Si l'on prend l'image de l'oignon, avec ses nombreuses couches, beaucoup de projets sont importants et touchent les couches externes. La présence d'un volontaire qui vit sur place, qui apprend la langue de la région, qui partage la vie quotidienne, garantit pratiquement toujours d'arriver aux couches les plus profondes de la culture et des personnes rencontrées.
Sensibilité humaine et interculturalité
Outre les potentialités de ces échanges, il existe aussi des risques. Ceux de développer une coopération interpersonnelle, dont le résultat dépendra largement de la qualité et de la maturité du coopérant...
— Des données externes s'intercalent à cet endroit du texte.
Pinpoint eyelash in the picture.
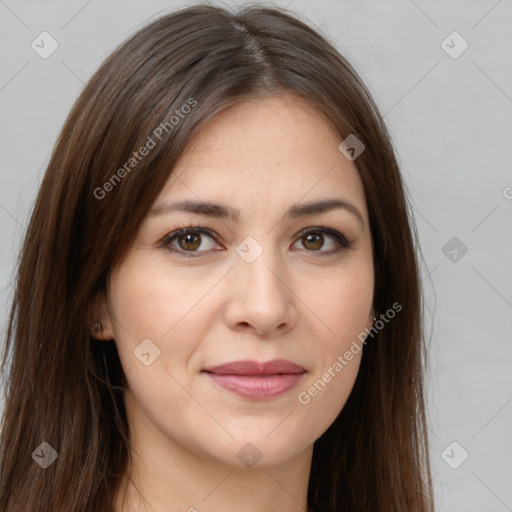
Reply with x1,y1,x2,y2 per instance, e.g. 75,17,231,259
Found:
160,225,352,258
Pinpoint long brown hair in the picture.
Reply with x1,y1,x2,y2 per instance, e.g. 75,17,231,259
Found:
0,5,433,512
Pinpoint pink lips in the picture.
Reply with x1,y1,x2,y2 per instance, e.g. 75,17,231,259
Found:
203,359,306,400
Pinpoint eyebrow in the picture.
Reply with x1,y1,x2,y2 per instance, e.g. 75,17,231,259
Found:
148,198,364,228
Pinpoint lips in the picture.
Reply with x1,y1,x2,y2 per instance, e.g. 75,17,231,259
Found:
202,359,307,400
203,359,306,375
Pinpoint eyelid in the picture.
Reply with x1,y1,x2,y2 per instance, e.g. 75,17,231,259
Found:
159,225,353,258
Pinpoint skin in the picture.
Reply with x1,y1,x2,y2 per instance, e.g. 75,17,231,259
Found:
94,95,374,512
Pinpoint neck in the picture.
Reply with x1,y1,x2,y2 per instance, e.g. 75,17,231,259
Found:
115,390,313,512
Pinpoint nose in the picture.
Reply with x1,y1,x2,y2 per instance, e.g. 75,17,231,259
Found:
224,249,299,336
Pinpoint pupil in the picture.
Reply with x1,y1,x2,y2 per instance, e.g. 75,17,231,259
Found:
306,234,322,251
179,233,200,250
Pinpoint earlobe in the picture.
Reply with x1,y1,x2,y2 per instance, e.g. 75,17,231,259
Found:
89,291,114,340
366,306,377,330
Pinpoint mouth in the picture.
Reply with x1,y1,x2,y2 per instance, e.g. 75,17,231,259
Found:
202,359,307,400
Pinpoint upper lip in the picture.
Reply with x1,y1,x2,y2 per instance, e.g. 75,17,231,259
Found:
203,359,306,375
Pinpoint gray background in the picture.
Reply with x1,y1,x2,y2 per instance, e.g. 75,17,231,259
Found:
0,0,512,512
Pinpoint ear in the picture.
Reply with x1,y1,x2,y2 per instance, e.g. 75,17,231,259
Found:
88,291,114,340
366,305,377,330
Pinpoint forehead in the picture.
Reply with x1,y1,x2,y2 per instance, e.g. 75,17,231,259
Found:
155,95,366,222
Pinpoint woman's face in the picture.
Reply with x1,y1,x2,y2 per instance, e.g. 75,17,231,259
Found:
101,95,374,467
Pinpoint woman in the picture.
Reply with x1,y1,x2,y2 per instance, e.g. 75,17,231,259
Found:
0,5,433,512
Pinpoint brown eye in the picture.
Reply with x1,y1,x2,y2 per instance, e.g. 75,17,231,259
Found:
160,227,219,257
292,228,352,256
176,233,201,251
303,233,324,251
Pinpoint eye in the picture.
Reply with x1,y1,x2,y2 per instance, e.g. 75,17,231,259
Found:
160,226,352,258
292,227,352,254
160,226,222,258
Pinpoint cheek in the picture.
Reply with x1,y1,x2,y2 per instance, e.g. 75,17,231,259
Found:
308,265,374,350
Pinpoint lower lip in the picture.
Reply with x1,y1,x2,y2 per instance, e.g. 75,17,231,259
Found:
207,372,305,400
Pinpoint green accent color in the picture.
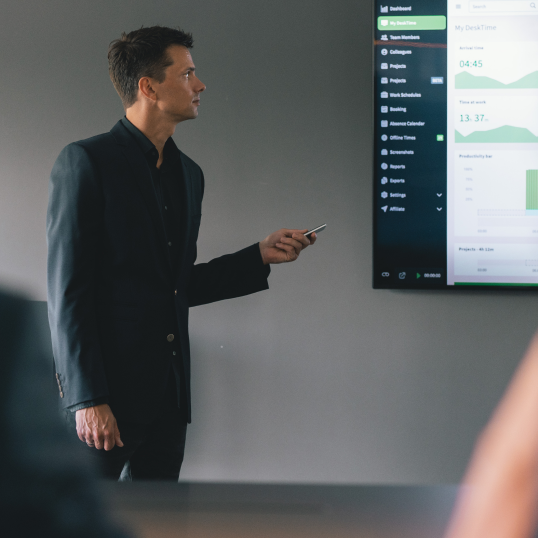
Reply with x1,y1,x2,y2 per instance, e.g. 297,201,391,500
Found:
456,71,538,90
527,170,538,210
454,282,538,286
456,125,538,144
377,15,446,30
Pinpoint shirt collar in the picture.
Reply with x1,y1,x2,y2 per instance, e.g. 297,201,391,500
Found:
121,116,179,166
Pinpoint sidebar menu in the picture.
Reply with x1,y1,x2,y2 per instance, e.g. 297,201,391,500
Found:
374,0,447,288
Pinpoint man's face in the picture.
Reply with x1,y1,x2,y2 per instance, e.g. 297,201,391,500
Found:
154,45,205,123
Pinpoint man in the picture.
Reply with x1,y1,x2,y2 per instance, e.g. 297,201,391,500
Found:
47,27,315,480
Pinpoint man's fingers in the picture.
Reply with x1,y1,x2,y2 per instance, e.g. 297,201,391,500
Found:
292,234,311,248
93,430,103,450
103,430,116,452
114,424,123,446
280,236,309,255
275,243,296,254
Armand Heiniger - Sans doute, tout n'est pas succès dans l'échange de personnes. Des gens s'adaptent mal et ne réussissent pas à transmettre ce que j'appelle le « coeur de la coopération ». J'ai assisté à quelques expériences de ce type, y compris avec des ruptures de contrat. C'est pour cela que j'insiste sur le fait que la question « mentale » - dans ses aspects psychologique, spirituel et émotionnel - est bien plus importante que la capacité technique ou professionnelle. Même si, bien entendu, la formation avant le départ est fondamentale.
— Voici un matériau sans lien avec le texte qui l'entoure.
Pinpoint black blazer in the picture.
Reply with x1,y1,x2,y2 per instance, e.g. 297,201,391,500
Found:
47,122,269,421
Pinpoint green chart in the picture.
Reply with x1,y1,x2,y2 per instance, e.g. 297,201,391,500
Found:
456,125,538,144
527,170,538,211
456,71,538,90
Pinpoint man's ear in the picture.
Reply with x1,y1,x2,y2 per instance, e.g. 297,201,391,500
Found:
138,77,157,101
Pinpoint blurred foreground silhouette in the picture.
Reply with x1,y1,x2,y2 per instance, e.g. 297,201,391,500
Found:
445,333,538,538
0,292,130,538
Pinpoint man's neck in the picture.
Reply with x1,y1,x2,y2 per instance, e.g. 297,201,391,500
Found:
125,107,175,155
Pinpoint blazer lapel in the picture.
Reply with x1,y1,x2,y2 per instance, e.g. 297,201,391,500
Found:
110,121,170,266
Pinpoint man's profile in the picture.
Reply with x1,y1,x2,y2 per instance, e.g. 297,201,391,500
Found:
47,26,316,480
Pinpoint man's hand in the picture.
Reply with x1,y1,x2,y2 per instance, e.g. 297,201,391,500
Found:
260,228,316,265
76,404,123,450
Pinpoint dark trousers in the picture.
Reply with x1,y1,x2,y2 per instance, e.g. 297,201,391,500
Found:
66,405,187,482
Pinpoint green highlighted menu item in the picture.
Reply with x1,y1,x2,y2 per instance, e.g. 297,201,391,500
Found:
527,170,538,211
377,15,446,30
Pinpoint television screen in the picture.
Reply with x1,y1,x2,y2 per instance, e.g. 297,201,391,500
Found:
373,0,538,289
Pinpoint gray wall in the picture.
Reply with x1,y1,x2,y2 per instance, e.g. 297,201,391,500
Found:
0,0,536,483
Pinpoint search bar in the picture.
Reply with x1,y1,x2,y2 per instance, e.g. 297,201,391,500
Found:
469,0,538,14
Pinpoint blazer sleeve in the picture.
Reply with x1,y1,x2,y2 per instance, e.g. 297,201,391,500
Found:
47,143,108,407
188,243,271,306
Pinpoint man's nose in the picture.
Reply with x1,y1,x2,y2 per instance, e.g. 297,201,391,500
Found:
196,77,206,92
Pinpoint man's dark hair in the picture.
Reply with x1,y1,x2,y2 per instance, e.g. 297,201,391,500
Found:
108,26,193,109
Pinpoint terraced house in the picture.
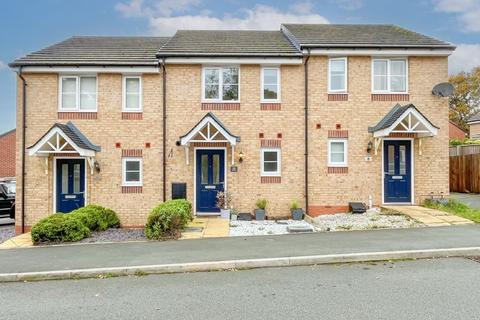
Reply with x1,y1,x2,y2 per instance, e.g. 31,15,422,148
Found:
10,24,454,232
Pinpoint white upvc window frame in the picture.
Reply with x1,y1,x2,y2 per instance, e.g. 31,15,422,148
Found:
260,66,282,103
58,74,98,112
122,157,143,187
122,75,143,112
371,57,409,94
202,65,241,103
260,148,282,177
328,139,348,167
328,57,348,93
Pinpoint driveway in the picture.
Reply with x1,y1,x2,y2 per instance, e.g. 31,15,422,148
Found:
450,192,480,209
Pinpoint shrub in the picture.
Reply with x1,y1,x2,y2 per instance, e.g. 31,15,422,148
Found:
145,199,193,240
32,213,91,243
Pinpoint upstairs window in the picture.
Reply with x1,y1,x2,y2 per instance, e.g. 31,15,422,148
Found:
123,76,142,112
59,76,97,112
372,59,408,93
328,58,347,92
262,68,280,102
260,149,281,177
202,67,240,102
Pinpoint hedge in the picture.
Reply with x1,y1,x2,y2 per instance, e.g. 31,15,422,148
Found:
145,199,193,240
32,205,120,243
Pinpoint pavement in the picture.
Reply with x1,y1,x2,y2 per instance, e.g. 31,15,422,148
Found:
0,258,480,320
382,205,474,227
450,192,480,209
0,225,480,281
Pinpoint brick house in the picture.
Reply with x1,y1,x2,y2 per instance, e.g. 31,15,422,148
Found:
0,129,16,181
10,24,454,231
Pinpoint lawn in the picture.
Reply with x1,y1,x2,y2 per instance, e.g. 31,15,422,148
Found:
423,200,480,223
Que signifie pour vous le concept de « coeur de la coopération » ?
Armand Heiniger – Le « coeur de la coopération », c’est arriver dans un contexte donné, parfois difficile et très différent, à partager une partie des richesses que l'on possède. Il s’agit en fait de la capacité d'un volontaire à partager l'expérience d'une personne ou d'un groupe social qui n'a pas eu l'occasion de bénéficier d’une formation. Comprendre que cet échange mutuel doit être libérateur, en permettant à cet individu ou à ce groupe d'être autonome et de devenir un facteur dynamique dans sa société...
Comment évaluer réellement ce plus qu'apporte la personne venue d'ailleurs ? Et quelle place occupe ce qu'elle reçoit dans son pays d’accueil ?
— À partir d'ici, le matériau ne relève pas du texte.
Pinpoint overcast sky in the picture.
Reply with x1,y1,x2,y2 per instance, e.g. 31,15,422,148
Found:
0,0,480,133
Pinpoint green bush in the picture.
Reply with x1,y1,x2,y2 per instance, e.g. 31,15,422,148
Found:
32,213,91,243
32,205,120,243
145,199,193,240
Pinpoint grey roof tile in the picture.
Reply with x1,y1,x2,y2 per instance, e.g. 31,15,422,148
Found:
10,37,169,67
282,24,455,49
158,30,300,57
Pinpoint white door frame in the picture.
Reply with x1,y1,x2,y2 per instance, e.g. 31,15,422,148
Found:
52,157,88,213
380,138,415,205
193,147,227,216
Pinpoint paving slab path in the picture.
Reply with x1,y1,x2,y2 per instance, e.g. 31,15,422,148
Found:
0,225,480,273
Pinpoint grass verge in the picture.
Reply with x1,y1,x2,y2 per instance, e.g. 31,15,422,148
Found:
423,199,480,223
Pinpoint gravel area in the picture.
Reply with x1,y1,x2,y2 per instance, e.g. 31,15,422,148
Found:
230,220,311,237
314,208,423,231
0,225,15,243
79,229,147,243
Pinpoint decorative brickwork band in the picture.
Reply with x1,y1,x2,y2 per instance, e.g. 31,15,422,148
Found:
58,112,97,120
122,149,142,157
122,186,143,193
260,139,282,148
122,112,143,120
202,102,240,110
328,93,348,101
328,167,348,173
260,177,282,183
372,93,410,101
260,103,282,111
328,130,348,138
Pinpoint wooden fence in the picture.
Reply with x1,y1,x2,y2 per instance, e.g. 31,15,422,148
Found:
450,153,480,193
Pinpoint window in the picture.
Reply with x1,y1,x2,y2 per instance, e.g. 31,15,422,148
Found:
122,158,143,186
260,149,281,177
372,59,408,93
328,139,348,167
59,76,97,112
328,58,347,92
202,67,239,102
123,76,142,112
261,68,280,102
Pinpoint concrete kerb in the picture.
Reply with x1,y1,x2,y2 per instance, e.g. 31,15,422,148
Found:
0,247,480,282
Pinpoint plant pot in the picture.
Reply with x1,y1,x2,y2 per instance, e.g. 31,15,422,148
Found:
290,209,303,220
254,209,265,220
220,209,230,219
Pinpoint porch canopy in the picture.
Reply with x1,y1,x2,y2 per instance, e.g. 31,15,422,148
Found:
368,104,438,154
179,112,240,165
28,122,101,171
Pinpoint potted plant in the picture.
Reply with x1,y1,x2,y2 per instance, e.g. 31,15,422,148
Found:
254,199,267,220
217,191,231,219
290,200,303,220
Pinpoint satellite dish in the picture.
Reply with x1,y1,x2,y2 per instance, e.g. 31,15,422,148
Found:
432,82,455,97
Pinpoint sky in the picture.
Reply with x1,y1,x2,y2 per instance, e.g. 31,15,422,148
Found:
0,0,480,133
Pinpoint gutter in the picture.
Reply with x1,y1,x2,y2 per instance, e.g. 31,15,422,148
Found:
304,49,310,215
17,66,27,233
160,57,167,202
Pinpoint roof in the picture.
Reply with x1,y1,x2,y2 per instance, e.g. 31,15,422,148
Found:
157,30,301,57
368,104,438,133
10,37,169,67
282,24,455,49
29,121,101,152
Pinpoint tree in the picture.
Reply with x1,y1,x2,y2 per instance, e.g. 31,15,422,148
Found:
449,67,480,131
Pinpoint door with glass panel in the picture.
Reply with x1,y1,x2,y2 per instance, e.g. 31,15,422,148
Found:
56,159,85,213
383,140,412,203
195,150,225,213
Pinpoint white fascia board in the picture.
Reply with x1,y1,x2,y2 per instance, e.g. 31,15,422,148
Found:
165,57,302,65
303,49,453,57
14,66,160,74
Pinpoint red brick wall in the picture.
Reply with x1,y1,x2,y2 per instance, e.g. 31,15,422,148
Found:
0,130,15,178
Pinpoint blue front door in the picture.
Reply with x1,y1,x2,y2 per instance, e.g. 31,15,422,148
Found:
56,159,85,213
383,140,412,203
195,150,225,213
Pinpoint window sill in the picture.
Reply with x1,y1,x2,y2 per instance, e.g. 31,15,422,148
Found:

Armand Heiniger - Prenons l'exemple du Congo, un pays profondément sinistré aujourd’hui. J’évalue l'apport des volontaires en analysant ce qui se passe le jour qui suit les destructions. On constate que plusieurs individus ou plusieurs groupes qui ont bénéficié dans le passé de l'appui d'un volontaire ont aujourd'hui une capacité d'initiative, indépendamment de toute présence de personnes venues du Nord.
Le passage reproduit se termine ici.